Once their “love” has been consummated by Klemmer’s sudden appearance in the ladies bathroom—the most private of sanctities—Erika hands him a note with directions of how to have sex with her. They’re troubled directions. She wants to be beaten and chained and defiled, all while her mother sits helpless in the adjoining room. At first, Klemmer doesn’t give in. He tells her: “You are sick.” But then, after jerking off beneath her window, he comes back and gives Erika exactly what she wants. He owns her. Strikes her. Rapes her. But she asked him for it. She’s finally found a loophole to her unwavering discipline. She has no agency left, but it’s of her ultimate construct, so, in a way, she still has it all. It’s Klemmer who’s slave to Erika’s perversion.

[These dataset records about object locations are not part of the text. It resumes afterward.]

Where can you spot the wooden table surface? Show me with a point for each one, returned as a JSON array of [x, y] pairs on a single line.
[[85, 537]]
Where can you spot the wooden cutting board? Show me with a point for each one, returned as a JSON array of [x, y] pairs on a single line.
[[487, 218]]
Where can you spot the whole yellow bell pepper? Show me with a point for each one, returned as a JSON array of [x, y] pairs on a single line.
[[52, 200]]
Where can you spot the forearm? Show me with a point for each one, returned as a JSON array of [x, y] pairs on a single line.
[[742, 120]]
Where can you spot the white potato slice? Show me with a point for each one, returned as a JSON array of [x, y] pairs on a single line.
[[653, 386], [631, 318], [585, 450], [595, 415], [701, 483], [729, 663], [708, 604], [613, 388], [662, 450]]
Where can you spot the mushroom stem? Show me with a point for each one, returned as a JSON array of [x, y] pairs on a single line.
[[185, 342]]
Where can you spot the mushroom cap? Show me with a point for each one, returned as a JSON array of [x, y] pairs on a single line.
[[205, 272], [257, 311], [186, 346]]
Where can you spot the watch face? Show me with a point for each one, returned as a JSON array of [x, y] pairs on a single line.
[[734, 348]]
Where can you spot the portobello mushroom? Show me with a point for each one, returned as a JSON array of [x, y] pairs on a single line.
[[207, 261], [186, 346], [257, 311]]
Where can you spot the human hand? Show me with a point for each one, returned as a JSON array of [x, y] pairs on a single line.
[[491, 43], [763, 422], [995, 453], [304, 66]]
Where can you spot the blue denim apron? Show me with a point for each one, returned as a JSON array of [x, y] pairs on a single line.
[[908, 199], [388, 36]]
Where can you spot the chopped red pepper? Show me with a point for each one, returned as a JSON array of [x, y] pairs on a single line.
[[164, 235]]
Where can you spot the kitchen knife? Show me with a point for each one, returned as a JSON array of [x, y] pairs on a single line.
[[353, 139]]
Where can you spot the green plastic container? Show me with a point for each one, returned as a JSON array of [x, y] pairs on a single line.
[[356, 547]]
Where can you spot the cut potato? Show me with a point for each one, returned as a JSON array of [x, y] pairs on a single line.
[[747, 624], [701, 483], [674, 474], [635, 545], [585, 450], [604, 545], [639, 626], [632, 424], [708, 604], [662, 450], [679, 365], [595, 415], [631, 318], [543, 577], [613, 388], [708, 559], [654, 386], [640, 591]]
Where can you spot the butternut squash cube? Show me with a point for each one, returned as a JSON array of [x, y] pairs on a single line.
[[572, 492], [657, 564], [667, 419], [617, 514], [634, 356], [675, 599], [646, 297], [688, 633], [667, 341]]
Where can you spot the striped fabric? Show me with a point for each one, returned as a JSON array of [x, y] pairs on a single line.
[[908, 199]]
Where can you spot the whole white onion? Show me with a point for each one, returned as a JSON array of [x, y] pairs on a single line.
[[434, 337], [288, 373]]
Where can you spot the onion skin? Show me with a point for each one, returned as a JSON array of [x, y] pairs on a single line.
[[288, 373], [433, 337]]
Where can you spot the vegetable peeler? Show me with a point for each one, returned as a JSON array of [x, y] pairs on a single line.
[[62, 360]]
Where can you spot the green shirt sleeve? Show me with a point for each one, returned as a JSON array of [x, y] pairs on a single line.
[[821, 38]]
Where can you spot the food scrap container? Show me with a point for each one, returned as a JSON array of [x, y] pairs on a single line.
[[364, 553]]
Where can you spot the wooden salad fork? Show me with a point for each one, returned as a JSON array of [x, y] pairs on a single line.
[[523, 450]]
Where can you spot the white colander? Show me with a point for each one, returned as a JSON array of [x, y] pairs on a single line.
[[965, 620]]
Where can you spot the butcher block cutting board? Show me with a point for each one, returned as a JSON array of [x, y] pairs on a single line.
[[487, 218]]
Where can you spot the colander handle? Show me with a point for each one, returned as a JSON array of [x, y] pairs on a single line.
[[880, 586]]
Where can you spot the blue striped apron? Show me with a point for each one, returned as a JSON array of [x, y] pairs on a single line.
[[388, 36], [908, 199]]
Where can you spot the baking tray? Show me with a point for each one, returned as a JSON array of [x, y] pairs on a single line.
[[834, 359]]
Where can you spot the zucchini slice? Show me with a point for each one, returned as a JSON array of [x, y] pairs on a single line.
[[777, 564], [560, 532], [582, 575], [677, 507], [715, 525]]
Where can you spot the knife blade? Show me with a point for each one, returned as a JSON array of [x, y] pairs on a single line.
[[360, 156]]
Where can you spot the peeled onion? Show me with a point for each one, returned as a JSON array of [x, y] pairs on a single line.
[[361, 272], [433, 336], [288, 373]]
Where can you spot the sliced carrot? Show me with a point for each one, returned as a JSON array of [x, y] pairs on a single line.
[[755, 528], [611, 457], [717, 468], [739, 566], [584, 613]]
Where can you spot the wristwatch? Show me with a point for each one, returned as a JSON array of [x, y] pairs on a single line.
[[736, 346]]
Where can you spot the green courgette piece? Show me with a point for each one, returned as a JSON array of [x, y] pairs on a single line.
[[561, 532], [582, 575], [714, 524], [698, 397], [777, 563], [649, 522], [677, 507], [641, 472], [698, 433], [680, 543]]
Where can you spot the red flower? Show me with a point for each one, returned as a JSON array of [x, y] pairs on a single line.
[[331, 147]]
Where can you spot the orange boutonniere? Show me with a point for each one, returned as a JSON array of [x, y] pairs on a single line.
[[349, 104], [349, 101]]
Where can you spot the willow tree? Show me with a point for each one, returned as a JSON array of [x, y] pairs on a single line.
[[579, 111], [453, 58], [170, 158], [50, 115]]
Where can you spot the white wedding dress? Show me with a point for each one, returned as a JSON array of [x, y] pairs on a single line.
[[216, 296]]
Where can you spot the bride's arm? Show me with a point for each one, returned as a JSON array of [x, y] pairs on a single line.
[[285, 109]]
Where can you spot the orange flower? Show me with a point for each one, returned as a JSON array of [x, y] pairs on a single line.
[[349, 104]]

This movie goes there, more so than any other Haneke film. I felt myself flinching, blanching at the sight of Huppert slicing herself, stabbing herself, getting rocked in the face, getting raped, exposing her body, her breasts, as blood trickled down her skin. At no point did anyone force me to watch the rest of the film, and yet, as a self-proclaimed cinephile, I always finish what I’ve started. It’s extremist, but that’s how I am. I watched of my own free will.
The closing shot, right after Erika stabs herself in the chest plate with a kitchen knife and storms off into the city night, is situated from across the street of where she teaches and holds recitals. A flat shot, directly across the street. As if the camera were an innocent bystander admiring the school and its façade. This is a favorite go-to shot for Haneke. He ends Cache (2005) the same way. Haneke’s loitering camera shows just how serene life can be when we don’t meddle, when we look from the outside and glory over the exterior of things.
I can’t help but recall the Bystander Effect.
Crowded street. People are out and about. It’s broad daylight. And someone gets stabbed, pummeled, abused. Openly. This person is a couple of stabs or kicks away from death while people watch from the sidelines. But no one moves. Everyone agrees tacitly: “This person needs help!” But no one does jack shit to follow through. They’re all paralyzed by lack of accountability, by transferring it onto others, onto everyone else around them.
And so here we are, across the street. We see what we see, but instead of intervening and cutting Erika’s tragic fate short by screaming at the projectionist to stop the reel, we scamper away with Haneke’s camera and deafen the intensity with distance. We try to step away from any guilt we may feel for having participated in Erika’s descent. Haneke knows where the threshold of our patience lies, our dread. Anything more psychotic than Erika stabbing herself due to jilted love would send us into a tizzy, back to our apartments, our holes, for serenity. This is the last step. This is where Erika gets off. Where she leaves this plane of sanity.
And we stand idly by as we watch her go.